Décidés à mener une campagne forte et fructueuse, les syndicats ont prévu d’autres ateliers dans les mois à venir dans d’autres pays européens, notamment en Suède. Pour en savoir plus : www.reclaimlashing.org

L’ETF et l’ITF rencontrent Unifeeder

Après une manifestation au siège d’Unifeeder en décembre dernier, des représentants de 3F (Danemark), de ver.di (Allemagne), de l’ETF et de l’ITF se sont rendus chez Unifeeder à Copenhague.

À la fin de la réunion, Torben Seebold, Vice-président des Sections des dockers de l’ETF et de l’ITF a déclaré qu’ils avaient « échangé leurs points de vue respectifs qui restent assez éloignés. L’impression que nous avons est que la principale préoccupation d’Unifeeder était d’insister sur le fait qu’en tant qu’affréteur, la société n’a aucune relation contractuelle directe avec les gens de mer ou avec leurs syndicats, et qu’il faudrait donc que notre campagne vise d’autres acteurs. Pour nous, toutes les parties impliquées jouent un rôle en prônant une réduction des frais et donc en poussant à l’auto-assistance. C’est pour cette raison que nous cherchons avant tout à dialoguer avec tous les intervenants de la chaîne. » Et de conclure : « Nous avons pris bonne note de la disponibilité d’Unifeeder à entamer un possible dialogue avec d’autres parties. Entre-temps, nous poursuivons notre campagne politique et industrielle, et nous sommes déterminés à obtenir les résultats que nos membres réclament. »

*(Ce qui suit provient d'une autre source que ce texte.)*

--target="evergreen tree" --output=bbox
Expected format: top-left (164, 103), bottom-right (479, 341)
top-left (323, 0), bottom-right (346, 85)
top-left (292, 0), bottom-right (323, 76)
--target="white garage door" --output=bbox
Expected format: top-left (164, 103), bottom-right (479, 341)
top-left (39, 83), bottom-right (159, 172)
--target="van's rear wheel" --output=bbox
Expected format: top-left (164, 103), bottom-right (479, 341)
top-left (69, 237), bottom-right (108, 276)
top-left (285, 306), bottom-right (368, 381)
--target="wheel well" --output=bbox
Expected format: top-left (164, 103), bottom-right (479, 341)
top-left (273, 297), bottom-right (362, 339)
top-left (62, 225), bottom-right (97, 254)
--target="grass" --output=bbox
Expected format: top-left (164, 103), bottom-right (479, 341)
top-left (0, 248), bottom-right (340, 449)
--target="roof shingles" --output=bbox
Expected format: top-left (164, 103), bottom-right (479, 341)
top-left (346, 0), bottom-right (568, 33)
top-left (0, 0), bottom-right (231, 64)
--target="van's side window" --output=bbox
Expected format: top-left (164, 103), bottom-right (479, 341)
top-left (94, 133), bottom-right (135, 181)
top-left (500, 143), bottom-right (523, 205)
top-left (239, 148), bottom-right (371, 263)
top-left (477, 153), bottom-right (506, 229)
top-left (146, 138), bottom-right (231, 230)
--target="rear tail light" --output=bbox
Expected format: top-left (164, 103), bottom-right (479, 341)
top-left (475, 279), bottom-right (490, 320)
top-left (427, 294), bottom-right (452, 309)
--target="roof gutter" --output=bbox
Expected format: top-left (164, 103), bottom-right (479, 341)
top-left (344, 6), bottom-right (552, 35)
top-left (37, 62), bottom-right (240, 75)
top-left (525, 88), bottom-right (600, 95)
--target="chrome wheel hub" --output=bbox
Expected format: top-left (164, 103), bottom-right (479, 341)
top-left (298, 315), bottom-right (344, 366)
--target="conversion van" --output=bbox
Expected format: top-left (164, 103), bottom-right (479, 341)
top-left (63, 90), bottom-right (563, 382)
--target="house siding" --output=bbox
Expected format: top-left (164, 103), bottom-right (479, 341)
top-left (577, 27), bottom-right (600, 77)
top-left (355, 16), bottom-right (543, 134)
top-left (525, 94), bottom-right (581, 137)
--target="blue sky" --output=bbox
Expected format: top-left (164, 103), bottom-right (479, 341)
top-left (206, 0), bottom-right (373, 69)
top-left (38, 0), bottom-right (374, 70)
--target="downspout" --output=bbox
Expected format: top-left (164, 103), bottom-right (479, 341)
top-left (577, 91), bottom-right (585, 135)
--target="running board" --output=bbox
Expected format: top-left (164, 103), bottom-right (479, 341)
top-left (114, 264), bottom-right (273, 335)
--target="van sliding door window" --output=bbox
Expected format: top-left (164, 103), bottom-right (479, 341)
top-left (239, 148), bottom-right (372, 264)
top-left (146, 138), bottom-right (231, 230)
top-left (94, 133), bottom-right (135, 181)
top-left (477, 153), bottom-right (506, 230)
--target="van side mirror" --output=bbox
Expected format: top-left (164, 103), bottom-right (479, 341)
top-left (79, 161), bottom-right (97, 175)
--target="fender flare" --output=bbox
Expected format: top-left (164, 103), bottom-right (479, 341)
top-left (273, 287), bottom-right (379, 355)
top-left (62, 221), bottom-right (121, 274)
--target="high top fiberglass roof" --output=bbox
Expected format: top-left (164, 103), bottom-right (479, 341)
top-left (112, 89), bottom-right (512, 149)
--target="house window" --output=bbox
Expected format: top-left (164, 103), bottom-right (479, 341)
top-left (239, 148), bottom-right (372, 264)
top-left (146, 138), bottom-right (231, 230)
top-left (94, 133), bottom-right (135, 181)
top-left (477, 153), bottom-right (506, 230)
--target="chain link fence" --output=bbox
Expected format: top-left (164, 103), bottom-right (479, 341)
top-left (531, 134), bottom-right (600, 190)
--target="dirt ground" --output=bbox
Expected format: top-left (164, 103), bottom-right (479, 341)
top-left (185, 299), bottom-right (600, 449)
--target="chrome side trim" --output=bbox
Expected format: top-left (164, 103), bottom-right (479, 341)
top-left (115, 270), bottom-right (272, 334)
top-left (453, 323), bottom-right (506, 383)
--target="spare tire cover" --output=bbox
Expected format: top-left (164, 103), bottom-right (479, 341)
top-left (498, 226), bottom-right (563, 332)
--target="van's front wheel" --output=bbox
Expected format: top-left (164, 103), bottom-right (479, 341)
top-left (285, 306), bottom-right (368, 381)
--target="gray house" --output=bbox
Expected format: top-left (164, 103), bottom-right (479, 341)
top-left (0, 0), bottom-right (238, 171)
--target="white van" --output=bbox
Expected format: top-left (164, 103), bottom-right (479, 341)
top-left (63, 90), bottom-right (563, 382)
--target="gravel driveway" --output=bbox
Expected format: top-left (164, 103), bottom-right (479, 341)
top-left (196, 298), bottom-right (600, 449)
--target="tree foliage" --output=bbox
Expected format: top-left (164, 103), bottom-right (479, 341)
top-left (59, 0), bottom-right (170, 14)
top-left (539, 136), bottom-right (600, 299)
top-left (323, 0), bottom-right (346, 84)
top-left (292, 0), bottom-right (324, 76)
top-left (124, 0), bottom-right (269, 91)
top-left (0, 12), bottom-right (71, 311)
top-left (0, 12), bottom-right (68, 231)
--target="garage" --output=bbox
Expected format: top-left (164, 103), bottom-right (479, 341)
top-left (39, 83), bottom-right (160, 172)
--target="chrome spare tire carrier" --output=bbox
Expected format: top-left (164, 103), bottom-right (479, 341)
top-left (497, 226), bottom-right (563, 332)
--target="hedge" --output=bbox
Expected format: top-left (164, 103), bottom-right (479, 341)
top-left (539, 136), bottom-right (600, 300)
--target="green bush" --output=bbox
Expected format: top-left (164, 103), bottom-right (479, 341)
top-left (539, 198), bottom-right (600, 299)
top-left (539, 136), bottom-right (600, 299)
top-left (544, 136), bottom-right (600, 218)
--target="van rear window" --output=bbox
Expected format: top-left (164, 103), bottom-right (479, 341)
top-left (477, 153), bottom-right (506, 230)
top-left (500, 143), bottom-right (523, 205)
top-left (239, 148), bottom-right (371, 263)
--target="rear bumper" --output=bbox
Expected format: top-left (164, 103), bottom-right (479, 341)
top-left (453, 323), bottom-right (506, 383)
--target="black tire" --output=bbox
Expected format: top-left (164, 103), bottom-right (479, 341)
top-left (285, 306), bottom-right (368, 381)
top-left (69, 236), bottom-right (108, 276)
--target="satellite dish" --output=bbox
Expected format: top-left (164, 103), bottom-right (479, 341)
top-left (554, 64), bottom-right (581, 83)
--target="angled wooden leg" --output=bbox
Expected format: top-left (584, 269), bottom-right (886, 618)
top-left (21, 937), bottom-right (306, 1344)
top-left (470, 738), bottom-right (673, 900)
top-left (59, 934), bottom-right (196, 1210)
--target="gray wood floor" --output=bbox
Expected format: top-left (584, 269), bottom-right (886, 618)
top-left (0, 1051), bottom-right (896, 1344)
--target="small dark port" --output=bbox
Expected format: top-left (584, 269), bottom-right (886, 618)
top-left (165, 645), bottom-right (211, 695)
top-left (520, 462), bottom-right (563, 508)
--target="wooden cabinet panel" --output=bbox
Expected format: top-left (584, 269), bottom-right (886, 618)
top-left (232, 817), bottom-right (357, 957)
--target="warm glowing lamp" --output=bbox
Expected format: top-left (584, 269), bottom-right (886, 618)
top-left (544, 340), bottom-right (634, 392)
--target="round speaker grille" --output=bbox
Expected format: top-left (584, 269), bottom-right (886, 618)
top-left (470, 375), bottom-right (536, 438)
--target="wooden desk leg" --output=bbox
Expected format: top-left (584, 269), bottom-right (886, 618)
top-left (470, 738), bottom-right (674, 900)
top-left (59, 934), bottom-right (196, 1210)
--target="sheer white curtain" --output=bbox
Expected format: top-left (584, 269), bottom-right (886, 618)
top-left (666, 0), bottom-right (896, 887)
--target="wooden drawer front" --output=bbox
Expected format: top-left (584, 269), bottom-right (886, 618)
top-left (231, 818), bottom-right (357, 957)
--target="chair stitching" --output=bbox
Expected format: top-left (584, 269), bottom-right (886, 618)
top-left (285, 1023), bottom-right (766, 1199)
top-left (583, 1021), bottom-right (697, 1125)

Le Conseil de l’UE adopte un règlement portuaire

Le 23 janvier, le Conseil de l’Union européenne a adopté un règlement portuaire, concluant ainsi un processus qui aura duré plus de trois ans et demi.

« Nous profitons de ce dernier vote pour rappeler notre position à propos du règlement et de la politique portuaire de l’Union européenne en général que nous avons déjà fait connaître en décembre à la suite d’un vote au Parlement », a déclaré Terje Samuelsen-Fenn, président de la Section des dockers de l’ETF. « Plus spécifiquement, nous souhaitons soutenir les déclarations que l’Allemagne, la Pologne, la Belgique, la France et l’Italie ont faites avant le vote sur le besoin de garantir une cohérence entre le règlement et d’autres actes législatifs, surtout au regard de la révision du Règlement général d’exemption par catégorie (RGEC) », a-t-il conclu.

Le vote au sein du Conseil était la dernière étape du processus législatif. À la mi-février, le Conseil et le Parlement signeront le règlement qui sera publié dans le Journal officiel de l’Union européenne quelques semaines plus tard. Il entrera en vigueur 20 jours après sa publication.